The final votes of the 2020 election are being counted, and we’re confronting two realities that are somewhat at odds:

  1. Republicans had a surprisingly good night in House and Senate races, including probably keeping the Senate despite a difficult map, and emerging with the largest House minority in 20 years, and …
  2. Trump appears pretty likely to lose anyway.

The latest mail ballots show Biden surging to leads in Michigan and Wisconsin. That puts him on course for an electoral college victory built on close results — somewhat like in 2016, when it was Trump who carried three decisive states by less than one percentage point.

But it didn’t necessarily have to be that way for Trump. With the caveat that it’s not over yet, there is evidence that Trump might have cost himself a winnable race, given that other top-of-the-ticket races showed Republicans doing marginally better.

Nine competitive Senate races were held in states that were also in play at the presidential level. In seven of them, Trump is running behind the GOP Senate candidate’s margin. He even ran behind challengers to incumbent Democrats in two key states.

The situation is particularly acute for Trump right now in Michigan, where Biden just pulled ahead by 0.2 percentage points. But even as that happened, the Republican Senate candidate in the state, John James, retains a small lead on Sen. Gary Peters (D-Mich.), by 0.7 points.

There’s an even bigger gap in another undecided state in which Trump is fighting for his political life, Georgia. He leads Biden by 2.2 points there with much of the heavily Democratic Atlanta vote yet to come, but that’s about two points shy of Republican Sen. David Perdue’s four-point margin. It’s even more possible here than in Michigan that Trump could lose a key state even while the GOP Senate candidate beats his Democratic opponent. (The state would go to a runoff if Perdue slips below 50 percent, though.)

The situation is similar in Georgia’s other Senate race, a special election with an open, “jungle” primary. There, the GOP candidates are combining to beat the total share of votes for Democratic candidates by even more: five points.

A third undecided state is North Carolina, and yet again Trump runs behind the GOP Senate candidate’s margin. It’s closer there, though, with Sen. Thom Tillis (R-N.C.) leading by 1.8 points and Trump up by 1.4 points, and both appear likely to win.

Trump’s margins also run behind GOP Senate candidates in Colorado (by 4.1 points), Minnesota (1.9 points) and Texas (3.9 points). The two states where he’s doing better than them are Arizona (by 1.8 points) and Iowa (0.7 points).

It remains to be seen what the final electoral college vote tally is. But it’s logical to think Trump could lose the decisive states by around a percentage point, and we have readily available evidence of other Republicans on the same ballots running ahead of him by that much or more.

That doesn’t necessarily mean it was Trump’s fault; candidates matter, and perhaps the Democratic candidates were bad and/or the GOP candidates were good.
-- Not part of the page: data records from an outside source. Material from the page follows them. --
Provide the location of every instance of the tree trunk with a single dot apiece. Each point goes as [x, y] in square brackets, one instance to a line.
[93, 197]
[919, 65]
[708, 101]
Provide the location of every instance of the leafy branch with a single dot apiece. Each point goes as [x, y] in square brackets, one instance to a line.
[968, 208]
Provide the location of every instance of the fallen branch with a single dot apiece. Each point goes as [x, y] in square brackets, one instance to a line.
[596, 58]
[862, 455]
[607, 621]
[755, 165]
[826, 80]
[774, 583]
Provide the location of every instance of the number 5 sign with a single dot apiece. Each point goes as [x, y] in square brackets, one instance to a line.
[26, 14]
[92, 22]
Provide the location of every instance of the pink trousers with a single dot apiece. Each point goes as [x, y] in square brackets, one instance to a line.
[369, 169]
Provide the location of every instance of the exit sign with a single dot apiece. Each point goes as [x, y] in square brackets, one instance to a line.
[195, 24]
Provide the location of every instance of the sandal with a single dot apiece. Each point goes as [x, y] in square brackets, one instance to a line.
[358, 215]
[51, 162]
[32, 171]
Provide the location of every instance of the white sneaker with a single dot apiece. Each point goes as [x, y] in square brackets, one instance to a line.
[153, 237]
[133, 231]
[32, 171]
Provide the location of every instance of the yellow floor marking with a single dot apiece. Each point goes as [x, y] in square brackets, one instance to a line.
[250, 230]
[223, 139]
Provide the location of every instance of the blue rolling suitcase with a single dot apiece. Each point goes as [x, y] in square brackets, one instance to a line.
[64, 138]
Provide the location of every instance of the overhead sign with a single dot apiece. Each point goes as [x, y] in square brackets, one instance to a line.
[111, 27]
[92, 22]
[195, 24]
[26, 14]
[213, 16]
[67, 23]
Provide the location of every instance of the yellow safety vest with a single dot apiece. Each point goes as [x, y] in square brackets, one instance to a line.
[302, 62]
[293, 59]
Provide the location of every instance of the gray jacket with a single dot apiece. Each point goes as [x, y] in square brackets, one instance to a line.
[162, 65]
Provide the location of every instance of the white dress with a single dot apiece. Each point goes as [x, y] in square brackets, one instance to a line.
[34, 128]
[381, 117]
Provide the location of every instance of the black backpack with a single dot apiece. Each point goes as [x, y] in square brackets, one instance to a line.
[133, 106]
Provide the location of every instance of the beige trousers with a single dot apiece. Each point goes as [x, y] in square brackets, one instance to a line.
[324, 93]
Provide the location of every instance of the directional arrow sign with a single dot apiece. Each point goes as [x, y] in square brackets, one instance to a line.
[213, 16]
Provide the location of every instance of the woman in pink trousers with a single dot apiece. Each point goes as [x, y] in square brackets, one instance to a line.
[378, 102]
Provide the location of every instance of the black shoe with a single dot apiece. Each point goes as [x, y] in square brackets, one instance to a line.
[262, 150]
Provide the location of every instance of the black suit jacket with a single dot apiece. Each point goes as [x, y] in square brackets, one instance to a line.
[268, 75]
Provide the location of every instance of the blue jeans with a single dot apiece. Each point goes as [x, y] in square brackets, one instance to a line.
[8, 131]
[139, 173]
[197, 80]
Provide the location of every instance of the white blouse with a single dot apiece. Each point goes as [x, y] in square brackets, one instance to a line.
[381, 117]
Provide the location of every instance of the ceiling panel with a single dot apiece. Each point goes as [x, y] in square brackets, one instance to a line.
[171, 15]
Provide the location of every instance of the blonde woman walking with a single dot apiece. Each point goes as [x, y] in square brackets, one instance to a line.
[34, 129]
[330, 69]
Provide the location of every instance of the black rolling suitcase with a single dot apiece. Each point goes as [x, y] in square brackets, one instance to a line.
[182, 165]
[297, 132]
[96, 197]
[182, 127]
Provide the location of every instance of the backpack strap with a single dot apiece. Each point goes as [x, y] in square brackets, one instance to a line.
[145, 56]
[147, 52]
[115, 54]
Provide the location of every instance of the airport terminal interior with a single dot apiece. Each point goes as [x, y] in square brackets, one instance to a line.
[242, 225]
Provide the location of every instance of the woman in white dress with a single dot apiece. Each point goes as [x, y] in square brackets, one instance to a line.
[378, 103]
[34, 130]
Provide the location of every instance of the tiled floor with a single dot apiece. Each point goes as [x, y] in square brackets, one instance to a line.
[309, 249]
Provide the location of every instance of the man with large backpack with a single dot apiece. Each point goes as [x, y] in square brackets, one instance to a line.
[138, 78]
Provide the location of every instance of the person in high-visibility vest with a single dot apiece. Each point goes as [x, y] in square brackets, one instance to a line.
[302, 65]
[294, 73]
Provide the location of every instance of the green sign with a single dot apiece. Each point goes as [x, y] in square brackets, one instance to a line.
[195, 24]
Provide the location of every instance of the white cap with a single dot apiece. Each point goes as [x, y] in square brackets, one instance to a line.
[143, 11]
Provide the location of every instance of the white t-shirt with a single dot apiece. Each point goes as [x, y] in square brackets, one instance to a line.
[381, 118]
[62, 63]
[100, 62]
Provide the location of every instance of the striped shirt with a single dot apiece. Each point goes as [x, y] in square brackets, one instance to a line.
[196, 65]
It’s also worth noting that in some of these cases, Trump’s raw share of the vote is actually bigger than those of the Republican Senate hopefuls, thanks to third-party candidates taking more of the major-party vote.

But even in those cases, Biden was able to exceed his party’s share of the major-party Senate vote in a way Trump simply wasn’t — perhaps in part because Trump so motivated his opponents to defeat him. To the extent that these Senate races reflected people’s more general partisan predispositions on Election Day, Trump might have underperformed the fundamentals in these states in a slight but costly way.

The president and his allies have often referred to “shy” Trump voters — i.e., the idea that they wouldn’t admit to supporting Trump when a pollster called them. These numbers suggest GOP-inclined voters might have been a little too shy when it came to actually supporting Trump alongside GOP Senate candidates.